GW professors at Friday’s Faculty Senate meeting called for the University to immediately disconnect a phone number anyone can call to file an anonymous complaint about a faculty member.
Professors unanimously passed a resolution condemning the line, reiterating a previous demand that it disconnected because they said it infringes on academic freedom within the University.
A similar resolution was passed a month ago, but senators said GW Vice President and Treasurer Louis Katz did not act on it. The number was still in operation during Friday’s meeting.
Lilien Robinson, chairwoman of the Faculty Senate Executive Committee, said she did not receive a response from Katz until Friday morning.
“We would like to see the line immediately suspended so that it can be studied,” Robinson said.
Katz wrote in a letter addressed to Robinson that he did not consider the line to be a problem on April 11.
“I continue to believe that the general operation of the compliance program and compliance line are laudable and not objectionable,” Katz wrote.
Katz also indicated he would be willing to work with the faculty to study the operation of the compliance line but did not see any reason to disconnect it.
Katz was unavailable for comment.
Michael Casselberry, a faculty senator and professor in the Graduate School of Education and Human Development, said he and other senators felt the University was trying to usurp the Senate’s input.
“This is part of the way that the faculty of the University are trying to restrain the opportunities for the administration to control the area of academic governance,” Casselberry said after the meeting.
GW Law School professor John Banzhaf released a statement April 5 on behalf of the GW faculty demanding the immediate suspension of the line to avoid compromising academic freedom.
“Academic freedom isn’t safe if any student or faculty member can be the target of an anonymous complaint and investigation about a fabricated comment,” he wrote.
The Senate also passed resolutions designed to bring the School of Public Health and Health Services up to faculty code standards requiring the school to hire more faculty for tenure-track positions. The Senate also amended the faculty code to make the College of Professional Studies a part of GW. It will employ current University-tenured faculty.
Another resolution, submitted by senator and English professor David McAleavey for the Vice President of Academic Affairs Donald Lehman calls for a joint student-faculty committee to study the current teacher evaluation system and create a “workable set of surveys” that would be specialized for different classes.

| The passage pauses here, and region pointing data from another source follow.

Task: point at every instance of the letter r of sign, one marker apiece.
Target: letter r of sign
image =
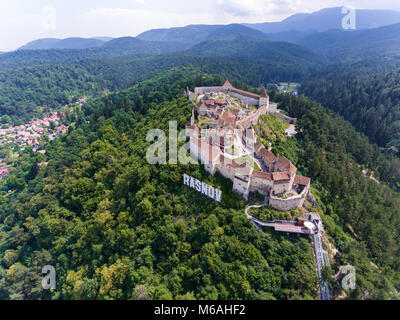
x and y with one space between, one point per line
49 281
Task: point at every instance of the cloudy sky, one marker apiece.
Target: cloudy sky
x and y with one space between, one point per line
22 21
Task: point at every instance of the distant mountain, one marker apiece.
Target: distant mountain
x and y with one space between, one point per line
69 43
194 34
258 49
137 46
340 44
327 19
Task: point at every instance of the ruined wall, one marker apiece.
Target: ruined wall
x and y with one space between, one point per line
227 171
286 204
285 118
280 188
244 99
241 187
205 90
260 185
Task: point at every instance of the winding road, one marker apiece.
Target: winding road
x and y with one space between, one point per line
321 256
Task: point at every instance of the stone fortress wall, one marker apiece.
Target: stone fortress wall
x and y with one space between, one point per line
280 185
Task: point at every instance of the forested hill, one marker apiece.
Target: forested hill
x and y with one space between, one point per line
116 227
252 48
194 34
370 100
25 86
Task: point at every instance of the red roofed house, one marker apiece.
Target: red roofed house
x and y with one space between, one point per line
3 173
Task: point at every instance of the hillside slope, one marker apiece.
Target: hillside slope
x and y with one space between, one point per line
194 34
327 19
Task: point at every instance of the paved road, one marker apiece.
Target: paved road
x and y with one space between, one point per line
322 261
321 255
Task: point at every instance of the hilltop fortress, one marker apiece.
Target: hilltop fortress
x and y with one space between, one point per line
222 137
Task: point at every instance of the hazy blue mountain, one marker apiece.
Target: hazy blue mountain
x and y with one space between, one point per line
194 34
47 43
327 19
340 44
68 43
258 49
135 45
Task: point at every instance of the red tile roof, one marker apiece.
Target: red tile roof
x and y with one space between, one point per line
246 93
283 164
303 181
227 84
266 155
281 176
261 175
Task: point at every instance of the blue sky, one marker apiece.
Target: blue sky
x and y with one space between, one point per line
22 21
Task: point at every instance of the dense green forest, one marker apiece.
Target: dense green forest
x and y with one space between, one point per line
118 228
368 99
50 84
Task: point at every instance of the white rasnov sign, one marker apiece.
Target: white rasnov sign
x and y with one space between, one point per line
202 187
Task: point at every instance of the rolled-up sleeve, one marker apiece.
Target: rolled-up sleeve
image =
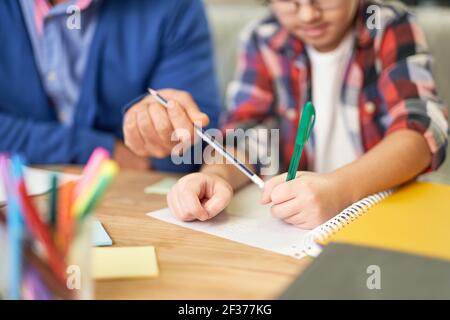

“The academic panel (will) be charged with creating a different version of the ‘Academic Update’ keyed into the most common types of courses offered at the University, including, for example, large lectures; lecture discussion courses; studio/ workshop courses; seminars; laboratories and recitation or discussion sections,” the resolution said.
The resolution also called for examining the possibility of increasing the availability of evaluation results to students.